Cost-utility analysis: The cost-utility ratio (CUR) of an intervention is the ratio of the cost of the intervention to the utility it produces in terms of the number of years lived in full health by the beneficiaries. Utility needs to be expressed by the QALY score converted from EQ-5D score for evaluating the quality of life. The CUR in our study was calculated as dividing the cost by the degree of quality of life improvement defined as △QALY score (calculated by post-operative QALY score minus pre-operative QALY score) of each patient.
The incremental cost-effectiveness ratio (ICER) is the ratio of the difference in cost and the difference in effect of two interventions. The ICER may be stated as (C1-C0)/(E1-E0)( C0 and E0 represent the cost and effect of one intervention, C1 and E1 represent the cost and effect of the other intervention) (7). In our study, C1 and E1 represented the cost and △QALY of the CFNB group, C0 and E0 represented the cost and △QALY of the PCIA group. The ICER indicated that cost needed to pay of the CFNB group to get one more QALY compared to PCIA group. Then ICER was compared to the cost effectiveness threshold to assess cost effectiveness. For example, $30,000 per QALY is suggested as a threshold ICER for a cost-effective intervention. Thus, any health intervention which has an incremental cost of more than $30,000 per additional QALY gained is likely to be rejected and any intervention which has an incremental cost of less than or equal to $ 30,000 per extra QALY gained is likely to be accepted as cost-effective(8-12).

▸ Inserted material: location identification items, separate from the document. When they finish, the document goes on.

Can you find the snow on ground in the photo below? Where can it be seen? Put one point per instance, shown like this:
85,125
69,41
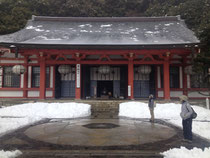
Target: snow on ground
14,117
17,116
185,153
10,154
170,113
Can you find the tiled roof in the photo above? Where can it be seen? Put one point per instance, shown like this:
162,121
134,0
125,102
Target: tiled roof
103,31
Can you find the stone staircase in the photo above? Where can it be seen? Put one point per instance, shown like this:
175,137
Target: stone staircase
104,108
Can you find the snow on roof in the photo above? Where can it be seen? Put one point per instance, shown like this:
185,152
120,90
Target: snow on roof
103,31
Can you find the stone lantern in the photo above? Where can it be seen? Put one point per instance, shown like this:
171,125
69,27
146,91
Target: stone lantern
144,69
64,69
105,69
18,69
188,70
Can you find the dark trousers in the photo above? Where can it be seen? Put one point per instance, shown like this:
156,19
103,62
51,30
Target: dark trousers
187,128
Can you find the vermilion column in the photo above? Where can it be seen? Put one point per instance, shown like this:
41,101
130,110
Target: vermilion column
184,76
25,83
184,82
166,80
130,79
42,87
78,82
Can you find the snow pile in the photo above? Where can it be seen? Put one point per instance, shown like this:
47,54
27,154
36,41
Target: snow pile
10,154
169,112
185,153
47,110
17,116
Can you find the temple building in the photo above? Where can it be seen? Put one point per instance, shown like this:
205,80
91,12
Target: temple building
99,58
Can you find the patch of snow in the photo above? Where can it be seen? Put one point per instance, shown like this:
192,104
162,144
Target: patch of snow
108,25
30,27
186,153
39,30
17,116
169,112
10,154
169,24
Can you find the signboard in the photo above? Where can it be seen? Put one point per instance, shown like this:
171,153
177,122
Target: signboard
78,75
129,90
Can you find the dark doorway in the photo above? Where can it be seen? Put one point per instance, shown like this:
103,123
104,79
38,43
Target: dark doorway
104,89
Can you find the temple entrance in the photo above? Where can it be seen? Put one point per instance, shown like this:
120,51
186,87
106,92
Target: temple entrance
97,85
104,89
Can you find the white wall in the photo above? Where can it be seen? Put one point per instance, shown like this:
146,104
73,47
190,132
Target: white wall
11,93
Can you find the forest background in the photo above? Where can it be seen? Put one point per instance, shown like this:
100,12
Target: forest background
196,13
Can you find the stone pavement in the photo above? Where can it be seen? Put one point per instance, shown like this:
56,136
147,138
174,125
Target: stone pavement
88,137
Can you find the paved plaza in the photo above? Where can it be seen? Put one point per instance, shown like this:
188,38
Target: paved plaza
88,137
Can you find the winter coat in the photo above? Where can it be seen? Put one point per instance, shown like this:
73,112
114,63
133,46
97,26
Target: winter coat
151,103
186,110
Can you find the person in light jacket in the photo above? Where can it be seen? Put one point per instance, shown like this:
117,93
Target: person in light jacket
186,112
151,105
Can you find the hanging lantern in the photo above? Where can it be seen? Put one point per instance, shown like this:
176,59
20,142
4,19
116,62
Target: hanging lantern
64,69
188,70
144,69
18,69
105,69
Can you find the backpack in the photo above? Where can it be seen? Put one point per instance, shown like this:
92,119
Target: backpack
194,114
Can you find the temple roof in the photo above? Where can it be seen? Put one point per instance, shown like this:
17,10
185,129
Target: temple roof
105,31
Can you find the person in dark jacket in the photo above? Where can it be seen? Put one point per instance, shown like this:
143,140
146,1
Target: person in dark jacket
186,112
151,105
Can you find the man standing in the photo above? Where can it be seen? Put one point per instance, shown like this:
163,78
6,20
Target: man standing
186,112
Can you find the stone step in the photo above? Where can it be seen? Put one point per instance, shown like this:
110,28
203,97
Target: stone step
96,153
105,109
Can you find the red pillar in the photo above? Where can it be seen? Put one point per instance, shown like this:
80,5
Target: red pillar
184,76
25,83
42,86
130,79
184,82
166,81
78,82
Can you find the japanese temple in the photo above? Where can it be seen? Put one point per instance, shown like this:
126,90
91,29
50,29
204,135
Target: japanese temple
99,58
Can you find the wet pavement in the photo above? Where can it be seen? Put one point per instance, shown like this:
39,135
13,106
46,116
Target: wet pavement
88,137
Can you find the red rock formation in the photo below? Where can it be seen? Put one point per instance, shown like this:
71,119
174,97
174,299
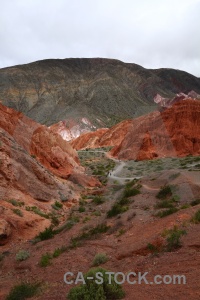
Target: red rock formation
173,132
102,137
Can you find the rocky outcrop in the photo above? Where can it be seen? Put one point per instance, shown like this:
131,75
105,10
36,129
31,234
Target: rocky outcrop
173,132
105,91
5,231
168,102
102,137
71,129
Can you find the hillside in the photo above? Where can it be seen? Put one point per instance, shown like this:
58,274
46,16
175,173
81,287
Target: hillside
105,91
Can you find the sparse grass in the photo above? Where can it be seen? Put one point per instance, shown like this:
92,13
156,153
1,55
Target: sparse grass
18,212
81,209
57,205
196,218
167,212
37,211
93,290
164,192
195,202
16,203
45,260
23,291
98,200
99,259
48,233
173,238
89,234
22,255
59,251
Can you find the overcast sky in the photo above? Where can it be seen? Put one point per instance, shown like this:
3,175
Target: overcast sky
151,33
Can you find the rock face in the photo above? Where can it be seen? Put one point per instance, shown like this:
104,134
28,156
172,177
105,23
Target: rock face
102,137
168,102
49,148
173,132
70,129
105,91
5,231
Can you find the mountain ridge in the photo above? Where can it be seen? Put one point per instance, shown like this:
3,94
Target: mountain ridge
104,90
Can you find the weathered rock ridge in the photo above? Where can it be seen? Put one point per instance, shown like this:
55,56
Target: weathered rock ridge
105,91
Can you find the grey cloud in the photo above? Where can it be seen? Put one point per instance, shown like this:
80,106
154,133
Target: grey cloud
150,33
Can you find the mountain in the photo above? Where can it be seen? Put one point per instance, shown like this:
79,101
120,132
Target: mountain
171,132
105,91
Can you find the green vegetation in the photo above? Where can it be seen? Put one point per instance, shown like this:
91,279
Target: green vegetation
95,291
88,234
18,212
59,251
23,291
57,205
16,203
45,260
121,205
164,192
166,212
173,237
98,200
196,217
37,211
195,202
99,259
22,255
48,233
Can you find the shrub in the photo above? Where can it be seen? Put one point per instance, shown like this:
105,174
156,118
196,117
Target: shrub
116,210
81,209
45,260
164,192
195,202
16,203
23,291
22,255
95,291
173,238
48,233
131,192
18,212
59,251
99,259
57,205
98,200
196,217
167,212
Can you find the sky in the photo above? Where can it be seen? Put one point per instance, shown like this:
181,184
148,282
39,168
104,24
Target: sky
151,33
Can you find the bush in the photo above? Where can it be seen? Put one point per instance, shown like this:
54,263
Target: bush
164,192
166,212
173,238
99,259
81,209
116,210
45,260
23,291
196,218
131,192
57,205
22,255
48,233
94,291
18,212
59,251
195,202
98,200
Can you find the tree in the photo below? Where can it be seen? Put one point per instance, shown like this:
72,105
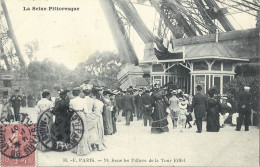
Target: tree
235,86
31,48
49,75
103,66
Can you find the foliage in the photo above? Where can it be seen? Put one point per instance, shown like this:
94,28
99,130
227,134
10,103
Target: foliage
103,66
50,75
31,48
236,86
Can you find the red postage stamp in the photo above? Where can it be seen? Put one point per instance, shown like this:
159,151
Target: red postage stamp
18,145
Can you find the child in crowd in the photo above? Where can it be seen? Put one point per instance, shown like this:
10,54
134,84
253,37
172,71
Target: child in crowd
182,113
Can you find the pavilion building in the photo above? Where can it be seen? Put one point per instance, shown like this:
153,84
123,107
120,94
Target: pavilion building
208,60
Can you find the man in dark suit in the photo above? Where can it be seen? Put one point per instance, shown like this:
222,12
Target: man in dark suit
244,102
129,105
16,101
139,104
199,103
147,105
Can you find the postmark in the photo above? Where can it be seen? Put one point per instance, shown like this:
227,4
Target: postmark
48,137
18,142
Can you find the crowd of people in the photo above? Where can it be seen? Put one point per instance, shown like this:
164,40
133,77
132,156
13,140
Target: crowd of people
101,108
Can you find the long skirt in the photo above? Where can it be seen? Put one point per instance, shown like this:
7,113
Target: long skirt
107,121
84,146
160,123
212,121
49,121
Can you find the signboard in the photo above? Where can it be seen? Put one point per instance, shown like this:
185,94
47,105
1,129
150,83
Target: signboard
200,80
6,77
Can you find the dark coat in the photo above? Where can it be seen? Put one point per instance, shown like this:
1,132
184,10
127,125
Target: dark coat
60,130
147,100
199,104
128,102
244,98
16,101
138,101
119,102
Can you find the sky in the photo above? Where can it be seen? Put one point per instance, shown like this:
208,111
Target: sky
70,37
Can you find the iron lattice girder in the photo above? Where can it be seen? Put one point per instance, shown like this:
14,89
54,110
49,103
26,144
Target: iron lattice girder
175,12
11,36
242,6
202,9
168,20
132,15
220,16
123,44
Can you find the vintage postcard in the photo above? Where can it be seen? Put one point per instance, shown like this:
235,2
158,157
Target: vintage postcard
129,82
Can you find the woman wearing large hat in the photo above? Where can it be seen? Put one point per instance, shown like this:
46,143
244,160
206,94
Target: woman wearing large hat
45,105
159,115
213,110
6,109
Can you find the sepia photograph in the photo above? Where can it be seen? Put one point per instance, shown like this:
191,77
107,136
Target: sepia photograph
129,83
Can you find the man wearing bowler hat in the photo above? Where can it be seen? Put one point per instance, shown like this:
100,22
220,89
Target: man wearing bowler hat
139,104
199,105
16,101
129,105
244,102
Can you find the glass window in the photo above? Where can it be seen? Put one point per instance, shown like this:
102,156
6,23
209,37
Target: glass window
227,66
7,83
157,68
200,80
217,84
216,66
202,65
226,79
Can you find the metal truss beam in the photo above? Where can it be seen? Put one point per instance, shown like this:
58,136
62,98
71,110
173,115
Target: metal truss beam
12,36
123,44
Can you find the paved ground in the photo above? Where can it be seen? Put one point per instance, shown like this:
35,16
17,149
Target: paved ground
135,145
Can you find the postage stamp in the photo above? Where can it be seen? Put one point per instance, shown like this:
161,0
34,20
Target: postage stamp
18,142
56,142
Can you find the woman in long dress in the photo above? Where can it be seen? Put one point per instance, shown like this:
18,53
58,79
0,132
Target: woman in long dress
45,105
7,114
91,118
213,110
98,110
107,115
77,104
60,129
159,115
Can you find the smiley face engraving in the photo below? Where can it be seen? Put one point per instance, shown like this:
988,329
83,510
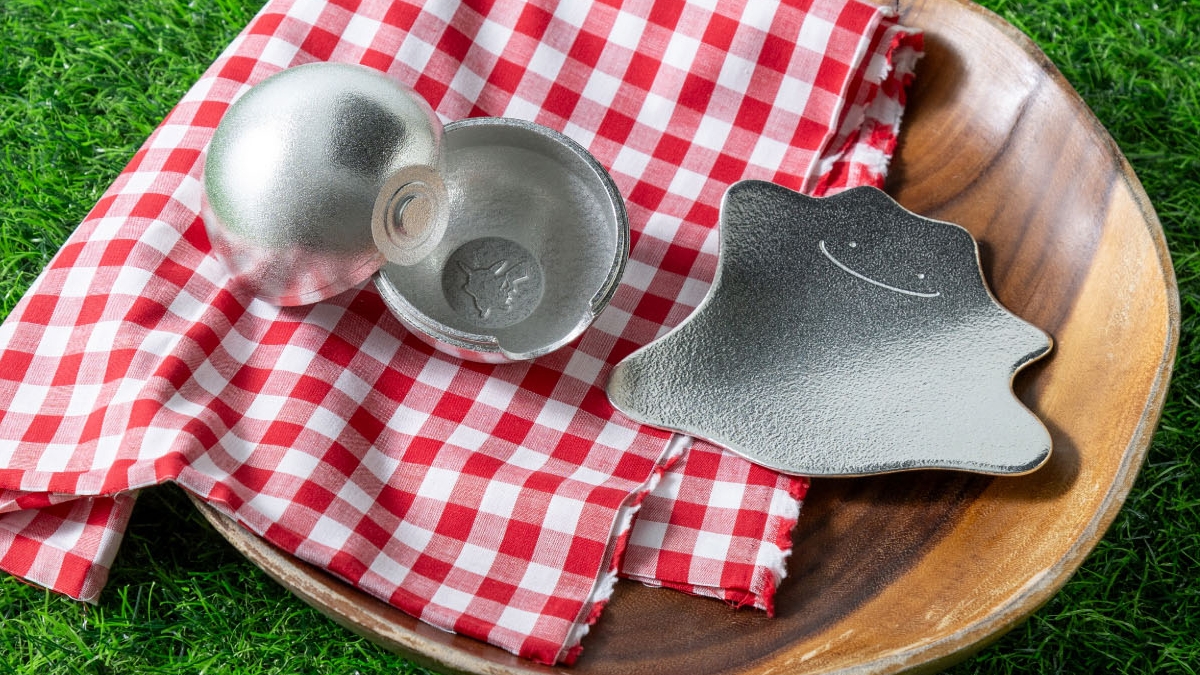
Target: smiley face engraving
855,273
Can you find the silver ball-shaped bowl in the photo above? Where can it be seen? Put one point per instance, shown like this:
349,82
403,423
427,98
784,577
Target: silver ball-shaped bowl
537,243
318,175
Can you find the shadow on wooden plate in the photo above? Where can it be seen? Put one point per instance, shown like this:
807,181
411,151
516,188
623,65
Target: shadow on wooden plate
913,572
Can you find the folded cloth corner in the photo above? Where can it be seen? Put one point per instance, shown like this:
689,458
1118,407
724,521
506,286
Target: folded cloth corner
496,501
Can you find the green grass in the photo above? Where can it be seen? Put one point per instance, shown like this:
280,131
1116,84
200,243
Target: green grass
81,87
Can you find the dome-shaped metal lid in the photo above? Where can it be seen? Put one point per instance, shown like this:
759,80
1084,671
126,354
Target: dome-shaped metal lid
318,175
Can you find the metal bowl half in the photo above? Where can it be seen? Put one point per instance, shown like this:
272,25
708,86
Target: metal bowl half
537,242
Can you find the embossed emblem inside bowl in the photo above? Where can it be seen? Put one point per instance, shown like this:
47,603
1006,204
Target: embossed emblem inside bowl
535,244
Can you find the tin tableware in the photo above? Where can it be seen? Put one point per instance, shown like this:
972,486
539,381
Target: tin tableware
537,244
319,174
843,336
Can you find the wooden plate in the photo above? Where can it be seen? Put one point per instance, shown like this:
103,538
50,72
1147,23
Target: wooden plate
917,571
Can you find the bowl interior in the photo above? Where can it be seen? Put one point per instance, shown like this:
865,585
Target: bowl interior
535,243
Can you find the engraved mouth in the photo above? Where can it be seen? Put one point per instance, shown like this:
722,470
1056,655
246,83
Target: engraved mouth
856,274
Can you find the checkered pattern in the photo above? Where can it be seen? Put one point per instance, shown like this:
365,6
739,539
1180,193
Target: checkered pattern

Sample calculation was based on the analgesic efficacy in a pilot study, a 10% difference between PCIA and CFNB on the incidence of moderate-severe pain in motion at 3 months after the surgery. Considering the dropout rate of 15% and statistical power of 80% at the 0.05 significant level, 280 patients estimated were randomly divided into the CFNB group and the PCIA group as 1:1 ratio.
The normality test was performed for measuring data. Normally distributed continuous variables were expressed as means±SD, and Student's t-test was used for statistical analysis. Non-normally distributed variables were represented as median (quartile), and Wilcoxon test was used for comparison between groups. Categorical variables were represented by frequency (percent), and chi-square test was used for comparison between groups. Fisher’s exact test was used for categorical variables when the number of events was less than 5. Both intention-to-treat analysis (ITT analysis) and per-protocol set analysis (PPS analysis) were used in this study. ITT analysis was used in baseline characteristics (e.g.: age, ASA grade, NRS, WOMAC score); surgery time, anesthesia time and tourniquet time; and pre-operative conditions (hypertension, coronary artery disease). PPS analysis was used in other indicators. Statistical difference was assumed when P value <0.05. SAS 9.2 software was used for data analysis.